Surgeons Fail to Disclose Corporate Payments

A review of records shows orthopedic surgeons omit payments from corporations.

ByABC News
October 9, 2009, 11:32 AM

Oct. 10, 2009— -- Orthopedic surgeons who received payments from device makers often failed to follow disclosure policies required by their chief professional society, researchers said.

Nearly 30 percent payments to surgeons serving as board and committee members of the American Academy of Orthopedic Surgeons (AAOS), and to presenters at its 2008 annual meeting, went unreported, according to Dr. Kanu Okike, of Harvard University.

The AAOS written policy requires disclosure of all payments -- including non-cash remuneration such as travel, gifts, entertainment, and meals -- from companies selling products related directly or indirectly to presentation topics.

Yet, some 20 percent of payments directly related to presentation topics at the 2008 meeting went undisclosed, as did half of indirectly related and unrelated payments, Okike and colleagues found.

The researchers suggested that, in light of their findings, the current disclosure system based on physician self-reporting may soon be replaced by mandatory reporting by companies making such payments.

"Legislation requiring all drug and device manufacturers to publicly disclose payments to physicians is currently pending in the U.S. Congress and has been met with widespread support," Okike and colleagues wrote.

"On the basis of the results of our study, one might expect the adoption of such policies to allow the identification of conflicts of interest that were previously undisclosed."

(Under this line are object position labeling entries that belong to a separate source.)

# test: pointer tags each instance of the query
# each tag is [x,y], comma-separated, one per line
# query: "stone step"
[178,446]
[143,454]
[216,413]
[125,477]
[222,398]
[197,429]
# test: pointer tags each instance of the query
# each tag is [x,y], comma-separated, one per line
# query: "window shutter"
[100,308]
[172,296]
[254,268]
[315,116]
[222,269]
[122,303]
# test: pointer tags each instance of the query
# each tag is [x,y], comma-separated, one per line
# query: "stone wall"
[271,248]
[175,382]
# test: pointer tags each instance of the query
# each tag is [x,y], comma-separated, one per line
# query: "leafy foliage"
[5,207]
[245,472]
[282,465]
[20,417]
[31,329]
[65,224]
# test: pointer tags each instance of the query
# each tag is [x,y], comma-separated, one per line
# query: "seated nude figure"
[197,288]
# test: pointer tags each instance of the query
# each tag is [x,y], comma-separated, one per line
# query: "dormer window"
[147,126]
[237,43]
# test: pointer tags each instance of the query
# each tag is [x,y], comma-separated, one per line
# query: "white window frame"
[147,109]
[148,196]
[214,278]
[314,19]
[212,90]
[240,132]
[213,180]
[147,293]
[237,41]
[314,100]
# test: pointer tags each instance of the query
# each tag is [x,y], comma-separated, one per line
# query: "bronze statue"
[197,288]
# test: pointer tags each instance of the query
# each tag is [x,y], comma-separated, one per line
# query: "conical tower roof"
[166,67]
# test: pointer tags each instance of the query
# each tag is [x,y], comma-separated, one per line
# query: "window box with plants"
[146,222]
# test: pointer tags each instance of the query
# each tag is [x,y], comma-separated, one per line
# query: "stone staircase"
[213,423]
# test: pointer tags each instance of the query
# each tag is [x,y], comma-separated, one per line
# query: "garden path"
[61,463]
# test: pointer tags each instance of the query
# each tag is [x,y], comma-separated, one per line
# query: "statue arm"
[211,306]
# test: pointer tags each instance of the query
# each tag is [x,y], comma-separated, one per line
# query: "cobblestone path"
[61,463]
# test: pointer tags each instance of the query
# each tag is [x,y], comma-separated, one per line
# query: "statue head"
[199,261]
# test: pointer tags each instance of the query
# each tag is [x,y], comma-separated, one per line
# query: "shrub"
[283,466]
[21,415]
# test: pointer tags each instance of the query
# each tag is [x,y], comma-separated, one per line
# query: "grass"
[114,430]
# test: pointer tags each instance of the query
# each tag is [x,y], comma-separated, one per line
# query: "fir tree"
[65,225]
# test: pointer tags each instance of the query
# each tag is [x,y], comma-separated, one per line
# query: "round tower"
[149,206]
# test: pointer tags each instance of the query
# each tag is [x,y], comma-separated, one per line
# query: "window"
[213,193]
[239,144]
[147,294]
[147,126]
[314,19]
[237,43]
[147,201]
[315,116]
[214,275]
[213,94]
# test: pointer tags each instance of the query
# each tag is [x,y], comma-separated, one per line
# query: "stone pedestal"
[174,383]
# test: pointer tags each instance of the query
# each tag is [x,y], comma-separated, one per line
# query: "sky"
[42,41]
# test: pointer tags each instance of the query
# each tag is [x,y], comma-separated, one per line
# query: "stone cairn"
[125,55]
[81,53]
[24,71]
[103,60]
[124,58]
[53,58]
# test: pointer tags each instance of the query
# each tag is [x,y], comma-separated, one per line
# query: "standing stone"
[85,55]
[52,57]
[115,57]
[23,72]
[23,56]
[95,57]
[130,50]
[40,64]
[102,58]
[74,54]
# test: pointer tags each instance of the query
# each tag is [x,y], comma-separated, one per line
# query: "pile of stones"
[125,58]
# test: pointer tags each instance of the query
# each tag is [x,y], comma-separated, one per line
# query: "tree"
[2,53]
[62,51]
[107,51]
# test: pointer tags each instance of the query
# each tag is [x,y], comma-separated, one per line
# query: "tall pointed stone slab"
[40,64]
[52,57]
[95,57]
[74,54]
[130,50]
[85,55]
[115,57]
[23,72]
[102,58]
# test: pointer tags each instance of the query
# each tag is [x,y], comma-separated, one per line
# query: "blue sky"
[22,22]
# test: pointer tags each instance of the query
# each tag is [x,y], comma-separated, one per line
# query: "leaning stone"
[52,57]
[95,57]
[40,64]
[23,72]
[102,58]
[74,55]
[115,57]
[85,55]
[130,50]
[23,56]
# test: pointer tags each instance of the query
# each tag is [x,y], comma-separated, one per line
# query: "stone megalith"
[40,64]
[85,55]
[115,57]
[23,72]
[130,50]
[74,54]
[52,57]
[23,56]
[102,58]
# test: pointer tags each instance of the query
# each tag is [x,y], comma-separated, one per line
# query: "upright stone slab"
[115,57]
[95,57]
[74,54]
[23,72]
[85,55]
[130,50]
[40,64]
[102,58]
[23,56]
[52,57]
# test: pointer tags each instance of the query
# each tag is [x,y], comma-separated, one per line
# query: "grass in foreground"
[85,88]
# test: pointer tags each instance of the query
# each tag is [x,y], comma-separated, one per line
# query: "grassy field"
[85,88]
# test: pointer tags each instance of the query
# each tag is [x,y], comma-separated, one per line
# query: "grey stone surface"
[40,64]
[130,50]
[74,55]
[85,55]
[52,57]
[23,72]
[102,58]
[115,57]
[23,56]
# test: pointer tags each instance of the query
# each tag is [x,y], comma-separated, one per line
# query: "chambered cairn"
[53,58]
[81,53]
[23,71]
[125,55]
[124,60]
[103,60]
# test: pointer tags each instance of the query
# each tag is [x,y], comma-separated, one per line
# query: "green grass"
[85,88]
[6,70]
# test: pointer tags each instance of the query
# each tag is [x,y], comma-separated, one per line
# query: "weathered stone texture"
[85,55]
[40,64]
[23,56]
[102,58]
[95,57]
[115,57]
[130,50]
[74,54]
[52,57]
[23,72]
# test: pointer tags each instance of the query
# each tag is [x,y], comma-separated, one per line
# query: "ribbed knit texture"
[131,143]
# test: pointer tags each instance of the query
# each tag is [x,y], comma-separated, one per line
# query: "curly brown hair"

The researchers compared disclosure statements printed in the AAOS 2008 meeting program with payment records in 2007 released by five manufacturers of knee and hip prostheses.

The manufacturers -- Biomet, DePuy, Smith and Nephew, Stryker, and Zimmer -- made the payment records public as part of a settlement with the Department of Justice, which was investigating an alleged payola scheme involving financial inducements to surgeons.

Okike and colleagues identified 344 payments in these records that were made to AAOS board or committee members or to researchers presenting at the group's 2008 meeting.